Il copyright della canonicissima metafora del petrolio spetta al deputato democristiano Mario Pedini (1918-2003), noto soprattutto per essere uscito nelle liste della P2. Ma a renderla celebre fu Gianni De Michelis, che nel 1985 proclamò che: “Le risorse necessarie alla conservazione non ci saranno finché non ne viene evidenziata la valorizzazione economica”. Partiva allora il tormentone dei giacimenti culturali, al cui prodotto finale ben si attaglia questa analisi di Joseph Stiglitz: “I paesi che abbondano di risorse naturali sono tristemente famosi per le attività di ricerca della rendita. In tali paesi è molto più facile diventare ricchi ottenendo un accesso privilegiato alle risorse che generando ricchezza. Questo è spesso un gioco a somma negativa”. Parole che evocano la privatizzazione dei cosiddetti “servizi aggiuntivi” avviata da Alberto Ronchey su quell'onda, nei primi anni Novanta: un processo che doveva riguardare solo caffetterie e bookshop, e che ha invece finito per fagocitare l'intera vita del sistema museale italiano, inclusa la didattica e la progettazione delle mostre. Per intendersi è come se una scuola pubblica avesse dato in gestione al Cepu non la mensa, ma l’insegnamento stesso. Un’economia di rendita che ha prodotto un oligopolio di concessionari con importanti connessioni politiche (i primi due sono Civita, presieduta da un certo Gianni Letta, ed Electa, di proprietà Berlusconi...), creando pochi posti di lavoro stabili, una produzione culturale di infima qualità (la cosiddetta “valorizzazione”) e non di rado danni materiali al patrimonio: la peggiore delle economie petrolifere.
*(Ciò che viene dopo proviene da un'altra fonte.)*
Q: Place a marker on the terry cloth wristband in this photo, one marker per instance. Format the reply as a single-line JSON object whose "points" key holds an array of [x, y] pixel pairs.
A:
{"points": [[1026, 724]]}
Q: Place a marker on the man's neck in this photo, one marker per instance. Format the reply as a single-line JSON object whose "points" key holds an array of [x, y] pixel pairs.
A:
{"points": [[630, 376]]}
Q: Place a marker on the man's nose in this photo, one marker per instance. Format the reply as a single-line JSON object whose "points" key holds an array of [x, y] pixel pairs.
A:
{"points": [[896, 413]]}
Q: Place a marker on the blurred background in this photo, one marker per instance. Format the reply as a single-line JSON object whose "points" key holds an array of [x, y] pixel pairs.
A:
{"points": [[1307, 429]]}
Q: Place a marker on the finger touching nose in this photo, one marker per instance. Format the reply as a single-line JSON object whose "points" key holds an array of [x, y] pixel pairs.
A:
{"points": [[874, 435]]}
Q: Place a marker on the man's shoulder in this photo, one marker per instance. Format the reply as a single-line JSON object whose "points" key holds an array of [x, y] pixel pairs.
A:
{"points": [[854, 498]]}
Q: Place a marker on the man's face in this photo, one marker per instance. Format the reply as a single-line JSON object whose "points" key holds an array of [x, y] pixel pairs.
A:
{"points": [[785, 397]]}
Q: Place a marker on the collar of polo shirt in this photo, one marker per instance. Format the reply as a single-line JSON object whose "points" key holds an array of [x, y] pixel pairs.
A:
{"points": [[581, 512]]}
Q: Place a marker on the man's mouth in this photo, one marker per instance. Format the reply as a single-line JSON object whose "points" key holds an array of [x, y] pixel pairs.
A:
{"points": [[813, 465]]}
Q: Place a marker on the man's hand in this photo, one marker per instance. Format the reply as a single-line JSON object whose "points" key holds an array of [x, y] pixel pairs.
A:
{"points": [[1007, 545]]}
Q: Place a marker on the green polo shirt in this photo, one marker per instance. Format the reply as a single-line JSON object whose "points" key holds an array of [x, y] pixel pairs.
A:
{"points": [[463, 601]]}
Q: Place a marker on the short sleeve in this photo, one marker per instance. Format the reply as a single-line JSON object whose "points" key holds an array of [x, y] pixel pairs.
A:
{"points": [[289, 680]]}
Ma degli anni Ottanta non abbiamo solo i nostalgici: ne abbiamo ancora i protagonisti. Giuliano Amato ha dichiarato ieri al Corriere che “i beni culturali hanno uno spaventoso bisogno di manager dei Beni culturali, non necessariamente chi ha gestito un McDonald’s riesce a esserlo, ma difficilmente può esserlo un bravo archeologo”. Chissà se il giudice costituzionale Amato sa che le sue parole (oltre a cozzare col fatto che il direttore-presidente del più grande museo del mondo, il Louvre, è proprio un archeologo) cozzano con la costante giurisprudenza della Corte costituzionale, imperniata sul principio che nel governo del patrimonio la “primarietà del valore estetico-culturale non può essere subordinata ad altri valori, ivi compresi quelli economici” (così una sentenza del 1986).
Ma il più anni Ottanta di tutti è Matteo Renzi, il quale, nel suo comizietto al Senato, ha biascicato che “se è vero che con la cultura si mangia, allora dobbiamo aprire i Beni culturali agli investimenti privati”. Una vera telepatia lo unisce a quel Dario Franceschini che solo pochi anni fa definiva “il vicedisastro” e “una delusione continua”: ecco perché lo ha messo a far la guardia al barile del petrolio. Speriamo che ora non gli passi anche un cerino.